ーー今後の、特に注力したいことを教えてください。

曽根和光:
最優先で取り組む必要があると考えているのが、デジタル化の促進です。物流業界は今まで、心遣いや人付き合いによって業績を支えられていた一面がありましたが、いよいよ効率化なしでは先が読めない局面がやってきました。

この課題を解決するためには、デジタル技術による倉庫の効率化が不可欠で、そこから、効率化した倉庫現場を「ショールーム」として他社に見てもらえるような、次の展開も必要だと考えています。

また、長期的な成長を続けていくために、CS(お客様満足)、PS(協力会社満足)、ES(従業員満足)という3つの指標を重視すべきだと考えています。特にPS、協力会社様との関係は、弊社が今日まで成長を続けてこられた重要な要素なので、特に注力していきたいですね。

これからも、お客様・協力会社様から愛され続ける物流会社でいられるように、物流のプロとして業務サービスの品質向上に努めてまいります。

編集後記

曽根社長がけん引するダイワコーポレーションの積極的な経営姿勢は、人や物の流れが目まぐるしく変わる現代において、チャンスをものにするための強力な武器になるものだ。

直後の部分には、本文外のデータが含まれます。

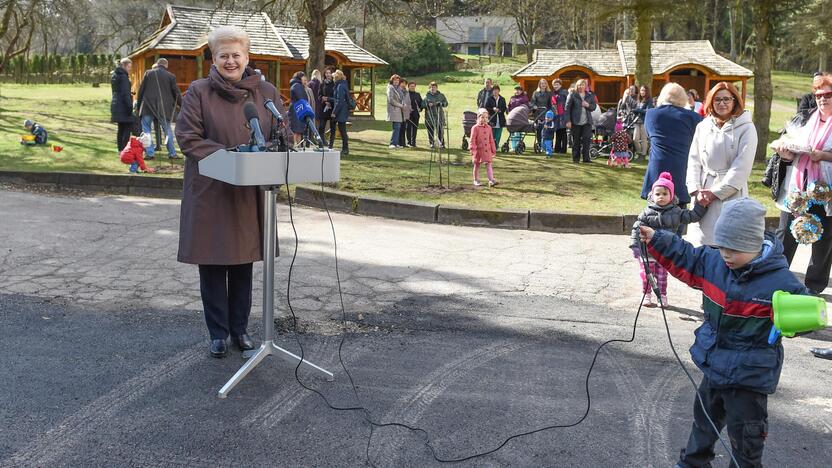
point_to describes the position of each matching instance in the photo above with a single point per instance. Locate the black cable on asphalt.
(368, 414)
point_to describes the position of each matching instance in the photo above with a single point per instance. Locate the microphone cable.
(427, 439)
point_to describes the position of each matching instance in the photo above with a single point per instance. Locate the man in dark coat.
(157, 100)
(121, 106)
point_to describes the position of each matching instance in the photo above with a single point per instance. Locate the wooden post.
(373, 92)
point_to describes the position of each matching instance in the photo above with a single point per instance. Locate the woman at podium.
(221, 224)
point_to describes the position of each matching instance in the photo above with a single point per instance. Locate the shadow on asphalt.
(136, 387)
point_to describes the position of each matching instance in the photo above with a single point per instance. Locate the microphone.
(305, 113)
(254, 124)
(270, 106)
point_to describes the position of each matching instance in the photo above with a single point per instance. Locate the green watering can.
(795, 314)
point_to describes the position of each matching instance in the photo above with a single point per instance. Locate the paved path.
(473, 334)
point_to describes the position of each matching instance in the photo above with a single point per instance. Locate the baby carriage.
(601, 141)
(519, 126)
(620, 141)
(469, 119)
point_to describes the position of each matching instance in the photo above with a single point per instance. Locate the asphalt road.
(471, 334)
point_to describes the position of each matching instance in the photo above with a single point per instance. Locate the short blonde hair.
(673, 93)
(224, 34)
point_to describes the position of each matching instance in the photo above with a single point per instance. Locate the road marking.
(51, 446)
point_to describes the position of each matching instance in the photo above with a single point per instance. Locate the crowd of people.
(404, 109)
(158, 100)
(739, 265)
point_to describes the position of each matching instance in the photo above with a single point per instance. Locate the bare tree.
(17, 27)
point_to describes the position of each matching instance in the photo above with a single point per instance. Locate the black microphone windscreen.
(250, 111)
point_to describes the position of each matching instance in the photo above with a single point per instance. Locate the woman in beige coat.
(220, 227)
(721, 158)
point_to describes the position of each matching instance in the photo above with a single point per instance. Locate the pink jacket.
(483, 147)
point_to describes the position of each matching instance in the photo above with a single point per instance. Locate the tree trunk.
(316, 29)
(644, 69)
(763, 12)
(732, 33)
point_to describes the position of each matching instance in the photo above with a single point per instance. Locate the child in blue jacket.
(731, 348)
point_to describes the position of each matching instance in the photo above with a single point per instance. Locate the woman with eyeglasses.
(721, 157)
(804, 168)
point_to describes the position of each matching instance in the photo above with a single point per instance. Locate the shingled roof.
(668, 54)
(546, 62)
(622, 60)
(186, 28)
(336, 40)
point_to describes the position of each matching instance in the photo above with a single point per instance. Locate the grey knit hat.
(741, 225)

今後、固定観念にとらわれない人や物の流れが生まれたとしても、曽根社長の信頼をベースにしたリーダーシップがあれば、同社は飛躍し続けていくことだろう。

曽根和光/1968年生まれ、東京都出身。1990年、慶應義塾大学経済学部卒業。大手総合商社勤務を経て、1992年に家業の株式会社ダイワコーポレーションに入社、創業家の3代目として経営に加わる。2001年に専務取締役に就任し、2011年に代表取締役社長に就任。